Виталий сел, взял историю, в которую Ольга Михайловна уже вписала анкетные данные: Вера Сахарова, 19 лет, студентка. В направлении «скорой»: бред, возбуждение, агрессия, первичная больная. Странно: «скорая» обычно везет первичных в четвертую больницу, там считается психоприемник, а уж оттуда распределяют по районам… Сколько рутинных мыслей сами собой лезут в голову! Привезли сюда — и очень хорошо, что привезли!

Виталий спросил как можно мягче:

— Вы знаете, где находитесь?

Вера смотрела с ужасом и на него, и вокруг — на все сразу!

— В тюрьме!

Да-да, что ж ей еще отвечать: и так ей страшно, а тут еще эти решетки! А как без решеток? Вон в третьей больнице новые корпуса без решеток: чтобы не травмировать больных — так уже один выскочил и разбился, хоть и говорили, что корабельные стекла, небьющиеся. Вот и вопрос, что гуманнее? Ну, правда, приемный-то на первом этаже, так что здесь можно было бы и без решеток.

Виталий попытался убедить Веру, хотя знал, что толку не будет: в таких случаях логика отказывает.

— Подумайте хорошенько. Посмотрите, белые халаты на персонале. Разве в тюрьме ходят в белых халатах?

— В тюрьме.

Конечно, ей сейчас не до логики.

На следующие вопросы она и вовсе перестала отвечать — обычное дело. Да уже и не имели значения ее ответы. Было совершенно ясно главное: девятнадцатилетняя Вера Сахарова больна, психически больна, нужно ее лечить. А уточнять содержание бреда, выявлять возможные галлюцинации, ставить диагноз — это все предстоит в отделении, в приемном покое это сейчас невозможно, да и не нужно. Виталий раздумывал сейчас не над диагнозом, а над решением, которое ему предстояло принять немедленно: куда положить Веру Сахарову, в какое отделение?

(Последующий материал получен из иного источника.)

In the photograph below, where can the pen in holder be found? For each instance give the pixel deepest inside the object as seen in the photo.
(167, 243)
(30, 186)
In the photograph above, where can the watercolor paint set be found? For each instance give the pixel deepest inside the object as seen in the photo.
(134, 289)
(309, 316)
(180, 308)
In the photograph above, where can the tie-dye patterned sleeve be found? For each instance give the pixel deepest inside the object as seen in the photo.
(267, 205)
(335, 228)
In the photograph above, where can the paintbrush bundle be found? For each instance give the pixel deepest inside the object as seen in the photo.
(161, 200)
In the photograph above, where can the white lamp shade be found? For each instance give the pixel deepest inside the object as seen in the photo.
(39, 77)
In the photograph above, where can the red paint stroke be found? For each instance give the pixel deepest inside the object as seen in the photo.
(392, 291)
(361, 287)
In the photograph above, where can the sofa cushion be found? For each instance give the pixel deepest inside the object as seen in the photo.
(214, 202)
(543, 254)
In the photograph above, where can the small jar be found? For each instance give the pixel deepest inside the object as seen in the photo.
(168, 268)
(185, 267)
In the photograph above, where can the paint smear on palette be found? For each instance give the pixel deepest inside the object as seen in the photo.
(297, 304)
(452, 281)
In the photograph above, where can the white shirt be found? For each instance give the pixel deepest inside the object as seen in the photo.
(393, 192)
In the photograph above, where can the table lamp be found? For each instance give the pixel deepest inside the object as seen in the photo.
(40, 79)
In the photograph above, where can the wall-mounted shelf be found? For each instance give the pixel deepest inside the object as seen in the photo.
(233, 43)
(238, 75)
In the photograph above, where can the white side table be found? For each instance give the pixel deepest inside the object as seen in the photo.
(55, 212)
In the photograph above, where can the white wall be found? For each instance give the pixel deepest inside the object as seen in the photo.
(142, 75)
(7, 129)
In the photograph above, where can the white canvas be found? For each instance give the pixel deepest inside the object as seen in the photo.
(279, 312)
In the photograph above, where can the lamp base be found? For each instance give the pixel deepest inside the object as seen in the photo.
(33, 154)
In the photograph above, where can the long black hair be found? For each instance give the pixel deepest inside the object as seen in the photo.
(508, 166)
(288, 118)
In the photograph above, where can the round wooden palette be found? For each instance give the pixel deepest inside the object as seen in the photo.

Больница обслуживала четыре городских района, так вот недавно ввели районирование и внутри больницы: распределили по районам отделения. Повторные больные обычно просили класть их в прежние отделения, по району часто приходилось класть в другие — много возникало лишних переживаний. А польза от новшества? Польза предвиделась, но пока не ощущалась. Но это с повторными. А уж первичных следовало класть по району, не раздумывая. Вере Сахаровой, следовательно, надлежало отправиться на второе.

— На второе ее? — вопросительно-утвердительно высказалась Ольга Михайловна. Ей нужно было знать для своих записей.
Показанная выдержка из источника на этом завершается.